First, let’s fit all 7 models on the training dataset.
Compare and contrast the two curves and hypothesize as to the root cause of any differences.
We can see a number of trends here:
The RMSE values for very simple models (with just the intercept or with just one predictor) are very high. This is because the model is underfitted and consequently doesn’t capture the signal very well.
The RMSE values for both training and test data drop suddenly and sharply when two or three predictors are used. This is because the fitted planes capture a lot of the signal in both these models without overfitting.
Beyond that, however, we see that the RMSE value for the test data shoots upwards again, while the value for the training RMSE keeps decreasing. This is because, by this point, we are overfitting the model: we are mistaking error for signal by assessing the random variation in the training data as being a function of the true, underlying function. In the case of multiple regression, this overfitting issue is particularly problematic with a high predictor-to-number of observations ratio, as that may create mathematical complications in terms of finding unique solutions to the equations. This will lower the out-of-sample predictive validity as it is more attuned to the specificities of the training dataset (often mistaking error for signal).
To understand this conceptually, we should ground this in terms of the bias-variance tradeoff. We are increasing variance and lowering our bias as our model becomes overfit. Our expected test MSE depends on three factors, which include the aforementioned two of bias and variance. It happens that bias is inversely related to variance, and so we must find the right balance or ‘tradeoff’. When the model is overfit, the variance increases, as we start to get too attuned to the idiosyncracies of the trianing dataset.
Repeat the whole process, but let credit_train be a random sample of size 380 from credit instead of 20. Now compare and contrast this graph with the one above and hypothesize as to the root cause of any differences.

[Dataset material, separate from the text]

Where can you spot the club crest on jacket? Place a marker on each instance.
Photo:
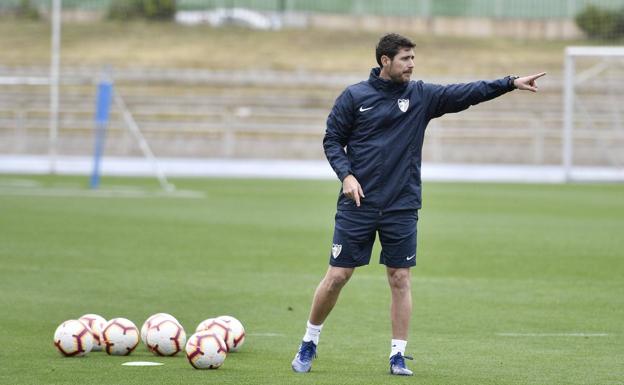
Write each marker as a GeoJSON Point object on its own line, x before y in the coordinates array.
{"type": "Point", "coordinates": [403, 104]}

In this case, we see a similar initial pattern where the RMSE scores drop dramatically when we fit a plane with two or three predictors.The two lines (train and test RMSE), are much closer, with the test data RMSE line being much less fickle and ‘jumpy’ than in the previous scenario. That said, we still see an upward movement for the test RMSE as the number of coefficients move past an optimal value, indicating that we are, eventually, overfitting our training set.
The differences seen between this and the previous case could be explained by the fact that a model fit on a larger training dataset, in most cases, does a better job than one fit on a smaller training set, as more observations are present to estimate the parameters. This model will then make better predictions on test datasets, and the divergence between the two RMSE curves will be less pronounced than in the previous case.